Bane agreed that he believed the data showed that “the degree of commitment to the Jewish people around the world is dramatically greater when people are involved in the Jewish religion. 80% of Orthodox Jews feel a great deal of responsibility to fellow Jews around the world; the other Jews have much less [50% and lower],” he said.

The Orthodox community’s tendency to send their children to Jewish day schools, youth groups, summer camps and Israel trips could account for these positive associations. “Those types of immersive,
informal Jewish educational experiences are a key part of the socialization process of Orthodox young people, and we have lots of evidence that they have a positive impact on the participants’ Jewish trajectories,” said Shain.

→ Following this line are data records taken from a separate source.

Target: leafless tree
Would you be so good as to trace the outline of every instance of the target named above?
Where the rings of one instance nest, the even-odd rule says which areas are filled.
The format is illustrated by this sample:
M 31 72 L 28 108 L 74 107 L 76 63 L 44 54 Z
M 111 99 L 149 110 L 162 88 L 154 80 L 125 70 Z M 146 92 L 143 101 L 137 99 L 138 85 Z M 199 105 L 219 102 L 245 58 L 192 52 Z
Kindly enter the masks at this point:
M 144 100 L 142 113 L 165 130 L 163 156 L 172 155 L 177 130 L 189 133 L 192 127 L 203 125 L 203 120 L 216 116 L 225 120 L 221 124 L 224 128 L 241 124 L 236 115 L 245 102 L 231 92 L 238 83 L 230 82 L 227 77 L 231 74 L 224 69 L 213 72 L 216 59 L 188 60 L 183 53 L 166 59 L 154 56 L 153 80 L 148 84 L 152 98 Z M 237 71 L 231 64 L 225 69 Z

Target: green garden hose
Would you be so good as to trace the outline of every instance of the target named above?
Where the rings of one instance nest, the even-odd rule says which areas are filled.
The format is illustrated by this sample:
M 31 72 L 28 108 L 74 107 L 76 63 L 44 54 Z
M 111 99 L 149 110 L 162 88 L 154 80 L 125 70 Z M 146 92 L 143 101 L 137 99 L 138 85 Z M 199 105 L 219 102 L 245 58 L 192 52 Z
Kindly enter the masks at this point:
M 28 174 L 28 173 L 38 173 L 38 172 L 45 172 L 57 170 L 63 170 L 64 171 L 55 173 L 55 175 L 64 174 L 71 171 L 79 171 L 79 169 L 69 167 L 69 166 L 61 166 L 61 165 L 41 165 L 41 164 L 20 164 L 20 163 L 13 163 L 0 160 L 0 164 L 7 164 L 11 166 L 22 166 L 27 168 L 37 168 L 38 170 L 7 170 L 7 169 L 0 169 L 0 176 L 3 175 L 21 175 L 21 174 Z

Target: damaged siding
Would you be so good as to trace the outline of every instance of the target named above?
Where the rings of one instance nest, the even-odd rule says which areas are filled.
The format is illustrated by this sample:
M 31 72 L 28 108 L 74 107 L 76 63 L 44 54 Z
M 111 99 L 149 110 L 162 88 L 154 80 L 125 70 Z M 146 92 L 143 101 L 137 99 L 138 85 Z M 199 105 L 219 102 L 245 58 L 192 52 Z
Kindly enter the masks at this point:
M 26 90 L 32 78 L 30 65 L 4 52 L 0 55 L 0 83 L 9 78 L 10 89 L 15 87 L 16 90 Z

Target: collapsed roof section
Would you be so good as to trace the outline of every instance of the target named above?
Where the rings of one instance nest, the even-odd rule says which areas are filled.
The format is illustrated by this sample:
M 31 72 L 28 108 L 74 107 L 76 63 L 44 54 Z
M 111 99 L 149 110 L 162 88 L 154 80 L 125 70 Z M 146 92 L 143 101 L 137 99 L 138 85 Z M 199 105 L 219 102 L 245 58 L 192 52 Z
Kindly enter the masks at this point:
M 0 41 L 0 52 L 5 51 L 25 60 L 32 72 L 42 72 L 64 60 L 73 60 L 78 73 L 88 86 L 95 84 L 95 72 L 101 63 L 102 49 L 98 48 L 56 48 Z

With that in mind, she added, “I do think the Pew data should prompt us to take a careful look at kiruv efforts and ask what sorts of resources should be directed there, given how rare it is for Jews not raised Orthodox to become Orthodox.”

“The general social services that are being provided by the overall Jewish community today, the educational facilities, the mental health facilities, the needs [to address] poverty both here and elsewhere in the world, I think the lesson we’re learning is that the Orthodox community needs to start training its next generation to step up and play a role beyond the boundaries of Orthodoxy. To take responsibilities that are going to be theirs to bear, by virtue of their identity, and by virtue of their numbers,” said Bane.

Contrary to many populations that have high fertility rates, Orthodox Jewish women are exceptional in that they have high educational attainment. They are more than twice as likely as all Americans to have a college degree, and have an average of three children—well above the fertility expectations of the general public.

“The fact that the Orthodox population is expanding due to natural growth, not denominational switching, is in the report,” said Shain. “What’s not in the report is who within Orthodox families does the majority of the household labor and caregiving, and who carries the cognitive load. I suspect it’s the mom. A Jewish family’s most intimate decisions have an incredible impact on the Jewish people writ large.

“This is an unusual pattern,” Shain continued. “In the United States in general, more education is associated with lower fertility. In many ways, Orthodox women are caught with two sets of high expectations: as mother and as professional. And yes, I believe that since the reproduction in the Orthodox community is literally dependent on the labor of women, the Orthodox community needs to support those women.”

Shain suggested that one way to support Orthodox women is to provide professional opportunities that are flexible, where it can be possible to work part-time without a wage penalty. “Let’s make sure Jewish organizations and institutions take steps to enable part-time, flexible work for their employees.”